Thus began a long teaching career with cycles of optimism and hope every fall and brimming frustration and desperate prayers to Almighty God by spring. I could do better. I knew I could. And the kids would be better off for it. But I was limited.


Years later, I was teaching at an all-girls catholic school, and I got a glimpse of what learning could truly be. Yes, there were still standards, but they were looser and I felt free.


Then I had my own children and the lights really turned on. I was not going to hand my precious babies over to the same system that I struggled against. And entrusting my children to a private school meant that they would learn their values— whether good or not so good— and not mine and my husband’s.


This is at the core of home education and any homeschooling philosophy.


It is the desire to not only direct your child’s learning but to pass on a set of values and a way of being that are independent of external influence.


What that looks like in practice depends on the family and is only limited by the parents’ self-confidence in attending to the task at hand.


To Curriculum or Not to Curriculum


There’s a hot debate in homeschool world these days about whether formal curriculum is necessary to educate a child, with some parents competing to see how little they can spend as if it’s an Olympic sport— no shame in that game.
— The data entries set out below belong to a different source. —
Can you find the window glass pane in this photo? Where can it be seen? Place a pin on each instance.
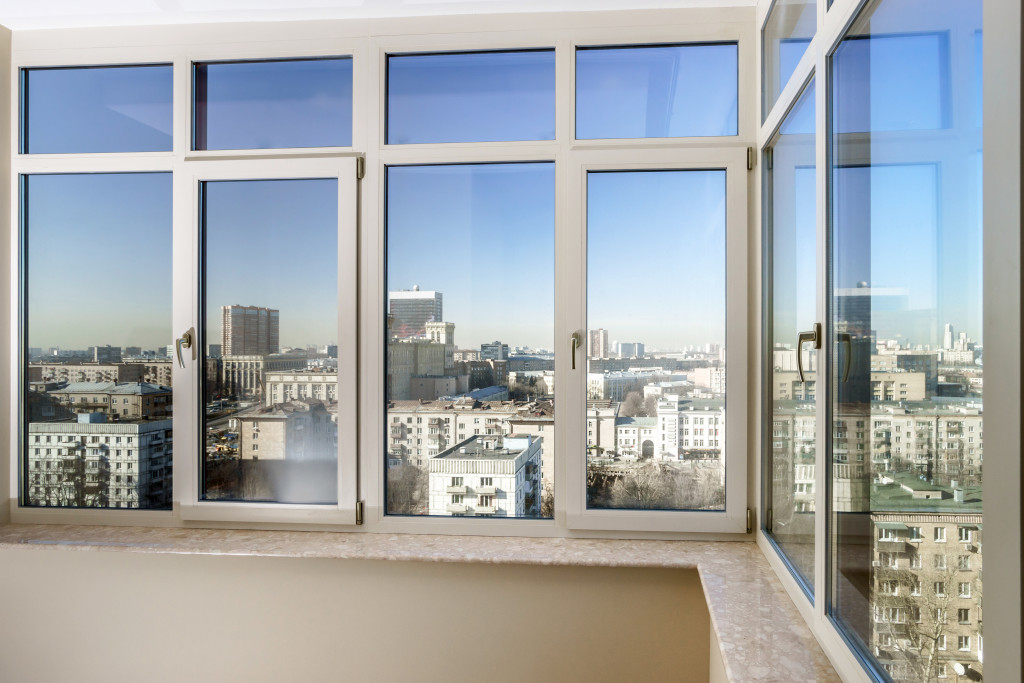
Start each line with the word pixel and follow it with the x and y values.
pixel 264 104
pixel 270 385
pixel 655 357
pixel 656 91
pixel 790 427
pixel 470 363
pixel 98 396
pixel 905 292
pixel 471 96
pixel 787 32
pixel 97 109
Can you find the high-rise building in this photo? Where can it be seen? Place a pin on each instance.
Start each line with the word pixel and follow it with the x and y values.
pixel 249 331
pixel 412 309
pixel 597 343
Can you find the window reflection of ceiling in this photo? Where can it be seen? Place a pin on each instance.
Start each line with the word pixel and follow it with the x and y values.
pixel 17 14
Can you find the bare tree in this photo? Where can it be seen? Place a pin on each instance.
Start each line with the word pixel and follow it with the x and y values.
pixel 407 489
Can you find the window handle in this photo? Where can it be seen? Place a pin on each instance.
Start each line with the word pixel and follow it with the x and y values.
pixel 574 343
pixel 814 337
pixel 184 341
pixel 847 342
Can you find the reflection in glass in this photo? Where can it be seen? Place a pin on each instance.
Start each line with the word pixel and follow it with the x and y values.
pixel 470 425
pixel 273 104
pixel 97 398
pixel 656 91
pixel 906 385
pixel 790 427
pixel 270 389
pixel 471 96
pixel 96 109
pixel 655 346
pixel 786 34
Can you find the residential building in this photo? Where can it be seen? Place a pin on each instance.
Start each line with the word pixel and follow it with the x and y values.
pixel 496 476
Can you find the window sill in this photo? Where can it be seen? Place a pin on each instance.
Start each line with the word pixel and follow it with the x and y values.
pixel 760 632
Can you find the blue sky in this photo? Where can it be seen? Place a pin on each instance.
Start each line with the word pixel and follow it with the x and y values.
pixel 99 266
pixel 274 244
pixel 483 236
pixel 656 256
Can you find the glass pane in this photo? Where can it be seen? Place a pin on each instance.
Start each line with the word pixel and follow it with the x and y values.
pixel 906 408
pixel 272 104
pixel 786 34
pixel 656 91
pixel 655 358
pixel 97 109
pixel 471 96
pixel 98 396
pixel 791 239
pixel 470 423
pixel 270 386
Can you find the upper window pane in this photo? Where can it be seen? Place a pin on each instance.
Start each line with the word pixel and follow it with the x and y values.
pixel 96 109
pixel 273 104
pixel 787 32
pixel 471 96
pixel 656 91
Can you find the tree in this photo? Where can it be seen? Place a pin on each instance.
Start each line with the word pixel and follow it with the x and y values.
pixel 407 491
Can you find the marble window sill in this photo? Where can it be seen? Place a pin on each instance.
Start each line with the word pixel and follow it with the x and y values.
pixel 761 634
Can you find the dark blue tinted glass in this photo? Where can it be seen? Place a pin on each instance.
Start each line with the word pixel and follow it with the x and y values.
pixel 471 97
pixel 273 104
pixel 664 91
pixel 100 109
And your homeschooling philosophy has everything to do with where you land on it. If you’re a classical homeschooler, the answer to the question is a resounding yes because the Trivium’s a thing and it needs to be fed with buildable sequence and structure. If you’re an unschooler, your answer is probably “to heck with it” and it's all about child-led learning. If you follow Charlotte Mason’s methods, it’s probably an interesting in-between where textbooks are for the birds and “living books” are the stuff that itty bitty kid dreams (and grownup dreams) are made of. But if you’re anything like my family, eclectic, you use whatever works for your children: structured texts, living books, playing in the grass on a summer’s day…it’s all education for us!


The verdict on curriculum vs. no curriculum? It depends. Perhaps it’s just a bias, but I believe that there should be some tangible metric for gauging learning, but what and how your child learns is entirely up to you. As such, the measurement of that understanding doesn’t need to be formal curriculum per se. It can be as simple as a checklist or as elaborate as a portfolio.
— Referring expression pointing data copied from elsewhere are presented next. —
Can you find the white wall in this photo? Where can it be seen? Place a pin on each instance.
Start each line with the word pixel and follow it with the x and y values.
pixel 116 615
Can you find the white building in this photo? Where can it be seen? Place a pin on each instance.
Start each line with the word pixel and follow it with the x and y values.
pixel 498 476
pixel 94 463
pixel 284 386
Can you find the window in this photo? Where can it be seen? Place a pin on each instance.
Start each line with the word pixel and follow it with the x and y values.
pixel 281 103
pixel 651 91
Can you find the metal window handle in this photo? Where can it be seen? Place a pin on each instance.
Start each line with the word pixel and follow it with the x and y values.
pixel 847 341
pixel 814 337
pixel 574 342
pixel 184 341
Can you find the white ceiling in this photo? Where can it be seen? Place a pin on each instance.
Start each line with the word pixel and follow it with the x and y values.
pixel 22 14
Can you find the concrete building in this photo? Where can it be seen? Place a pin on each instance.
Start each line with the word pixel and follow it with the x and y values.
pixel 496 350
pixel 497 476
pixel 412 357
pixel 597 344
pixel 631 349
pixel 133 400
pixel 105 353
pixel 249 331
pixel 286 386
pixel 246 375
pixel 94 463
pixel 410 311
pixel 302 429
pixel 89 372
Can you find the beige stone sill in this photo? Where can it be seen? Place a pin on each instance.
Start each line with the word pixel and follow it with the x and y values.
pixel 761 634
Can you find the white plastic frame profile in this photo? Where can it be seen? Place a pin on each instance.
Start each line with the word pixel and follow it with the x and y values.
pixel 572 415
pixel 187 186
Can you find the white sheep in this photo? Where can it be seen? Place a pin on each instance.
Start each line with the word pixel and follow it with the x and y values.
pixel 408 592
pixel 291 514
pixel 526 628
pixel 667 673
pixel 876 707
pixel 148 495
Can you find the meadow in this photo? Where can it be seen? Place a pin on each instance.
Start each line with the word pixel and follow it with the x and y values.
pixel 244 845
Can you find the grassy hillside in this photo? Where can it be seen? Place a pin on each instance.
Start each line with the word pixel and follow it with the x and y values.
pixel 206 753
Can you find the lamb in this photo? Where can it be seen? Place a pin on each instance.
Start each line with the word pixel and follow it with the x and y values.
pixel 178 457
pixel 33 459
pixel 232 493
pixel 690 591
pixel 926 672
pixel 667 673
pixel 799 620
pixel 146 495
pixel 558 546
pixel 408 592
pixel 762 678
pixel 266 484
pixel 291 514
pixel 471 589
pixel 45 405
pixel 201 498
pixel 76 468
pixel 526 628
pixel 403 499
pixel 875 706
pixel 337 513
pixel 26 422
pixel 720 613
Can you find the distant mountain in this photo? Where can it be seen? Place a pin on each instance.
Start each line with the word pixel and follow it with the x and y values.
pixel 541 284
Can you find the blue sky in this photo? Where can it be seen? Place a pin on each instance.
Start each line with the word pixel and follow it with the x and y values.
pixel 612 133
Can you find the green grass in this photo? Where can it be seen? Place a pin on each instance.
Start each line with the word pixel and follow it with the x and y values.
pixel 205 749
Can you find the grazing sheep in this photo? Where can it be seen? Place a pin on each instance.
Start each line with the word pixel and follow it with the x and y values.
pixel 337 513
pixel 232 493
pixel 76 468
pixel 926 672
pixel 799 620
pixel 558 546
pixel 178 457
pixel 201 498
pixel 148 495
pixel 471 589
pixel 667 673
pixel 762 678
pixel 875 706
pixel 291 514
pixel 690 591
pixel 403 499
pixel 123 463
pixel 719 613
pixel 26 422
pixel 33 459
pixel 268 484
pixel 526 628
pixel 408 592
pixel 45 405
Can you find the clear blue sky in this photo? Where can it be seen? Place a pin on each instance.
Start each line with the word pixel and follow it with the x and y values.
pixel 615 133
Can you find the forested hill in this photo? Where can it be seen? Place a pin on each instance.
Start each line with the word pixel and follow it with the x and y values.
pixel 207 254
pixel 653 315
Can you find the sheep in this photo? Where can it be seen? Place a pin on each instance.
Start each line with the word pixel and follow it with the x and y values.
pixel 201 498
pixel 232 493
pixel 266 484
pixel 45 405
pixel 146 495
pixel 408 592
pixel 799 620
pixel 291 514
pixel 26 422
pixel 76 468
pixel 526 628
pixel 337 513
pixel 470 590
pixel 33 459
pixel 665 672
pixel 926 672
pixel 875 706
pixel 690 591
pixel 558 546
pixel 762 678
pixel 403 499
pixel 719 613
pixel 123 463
Technology in Your Homeschool. Tool or Trap?


Online curriculums and virtual K-12 programs offer incredible convenience for busy families. However, they can blur the line between intentional home education and just “public school at home”…with computers. As Head Seeker over at Story Seekers, I occupy an interesting space. On the one hand, I am an avid bibliophile and a staunch supporter of physical books. However, I also know the power of technology to bring readers from all over the world together. The idea is not to allow the technology to do everything while parents take the backseat. Transformative learning does not happen behind a monitor. There should be moments when your child can connect with you through inquiry or just conversation over a good book.
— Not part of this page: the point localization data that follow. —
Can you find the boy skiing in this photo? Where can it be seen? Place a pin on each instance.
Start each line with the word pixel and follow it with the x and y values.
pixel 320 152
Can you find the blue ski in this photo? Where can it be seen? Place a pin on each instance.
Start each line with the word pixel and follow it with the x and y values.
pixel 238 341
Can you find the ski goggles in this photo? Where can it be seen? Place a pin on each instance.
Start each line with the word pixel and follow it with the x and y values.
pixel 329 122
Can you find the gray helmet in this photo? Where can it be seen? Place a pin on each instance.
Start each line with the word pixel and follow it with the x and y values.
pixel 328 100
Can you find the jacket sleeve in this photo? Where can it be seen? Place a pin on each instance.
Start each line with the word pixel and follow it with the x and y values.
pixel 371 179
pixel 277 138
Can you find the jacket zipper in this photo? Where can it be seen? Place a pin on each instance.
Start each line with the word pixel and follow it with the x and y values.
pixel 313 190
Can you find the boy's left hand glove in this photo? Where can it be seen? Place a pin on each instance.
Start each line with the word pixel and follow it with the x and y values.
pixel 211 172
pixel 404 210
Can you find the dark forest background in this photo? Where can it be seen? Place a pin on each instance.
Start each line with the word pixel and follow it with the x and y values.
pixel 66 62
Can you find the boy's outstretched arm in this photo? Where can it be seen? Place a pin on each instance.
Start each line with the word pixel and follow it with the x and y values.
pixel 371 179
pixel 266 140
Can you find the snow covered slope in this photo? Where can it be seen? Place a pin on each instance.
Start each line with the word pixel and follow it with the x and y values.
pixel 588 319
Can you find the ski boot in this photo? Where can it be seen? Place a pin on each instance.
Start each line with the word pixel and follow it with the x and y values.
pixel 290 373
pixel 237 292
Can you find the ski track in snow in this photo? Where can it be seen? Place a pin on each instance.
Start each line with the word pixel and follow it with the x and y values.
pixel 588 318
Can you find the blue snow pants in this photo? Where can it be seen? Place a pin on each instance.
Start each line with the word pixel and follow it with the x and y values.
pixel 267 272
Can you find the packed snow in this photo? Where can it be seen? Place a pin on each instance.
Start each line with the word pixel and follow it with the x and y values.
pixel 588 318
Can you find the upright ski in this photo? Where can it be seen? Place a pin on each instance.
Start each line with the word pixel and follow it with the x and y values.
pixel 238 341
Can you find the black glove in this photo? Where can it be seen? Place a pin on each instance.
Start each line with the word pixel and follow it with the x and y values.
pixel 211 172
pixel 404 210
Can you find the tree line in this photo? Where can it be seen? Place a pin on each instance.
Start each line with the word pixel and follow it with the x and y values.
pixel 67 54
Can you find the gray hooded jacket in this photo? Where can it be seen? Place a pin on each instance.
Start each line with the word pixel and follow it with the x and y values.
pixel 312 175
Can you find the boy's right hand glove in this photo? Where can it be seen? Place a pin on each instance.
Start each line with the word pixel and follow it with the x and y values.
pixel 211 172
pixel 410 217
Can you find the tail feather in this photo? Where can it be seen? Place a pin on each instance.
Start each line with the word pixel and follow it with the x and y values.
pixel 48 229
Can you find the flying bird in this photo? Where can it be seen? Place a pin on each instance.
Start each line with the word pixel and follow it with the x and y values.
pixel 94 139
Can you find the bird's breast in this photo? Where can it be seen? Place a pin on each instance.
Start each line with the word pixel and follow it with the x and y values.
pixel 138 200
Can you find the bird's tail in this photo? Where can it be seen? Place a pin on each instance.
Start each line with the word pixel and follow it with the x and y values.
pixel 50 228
Story Seekers summer reading log free printable download for homeschool kids

If you want a simple screen-free way to encourage those reading moments this summer, you can download our free Summer Literary Passport. It’s a wonderful tool to not only track their favorite books but a way to spark offline conversations about what they have learned from them. Because, ultimately, you didn’t choose to homeschool so the computer could grow in relationship with your child. You chose to homeschool so that you could.


What Homeschooling Is Not...and Why Freedom Matters


In the end, homeschooling is about freedom for you and your child, and there’s no single correct way to do it. If you are forcing your days (and sometimes nights) into someone else’ s rhythm or rigid framework, you’re losing the essence of the thing. Trust your instincts, break the rules, use curriculum or don’t, try and fail. Your homeschool doesn’t need to look like a traditional classroom or anyone else’s. Because there is no child that is exactly alike and no system that can truly tailor itself to the unique needs of yours.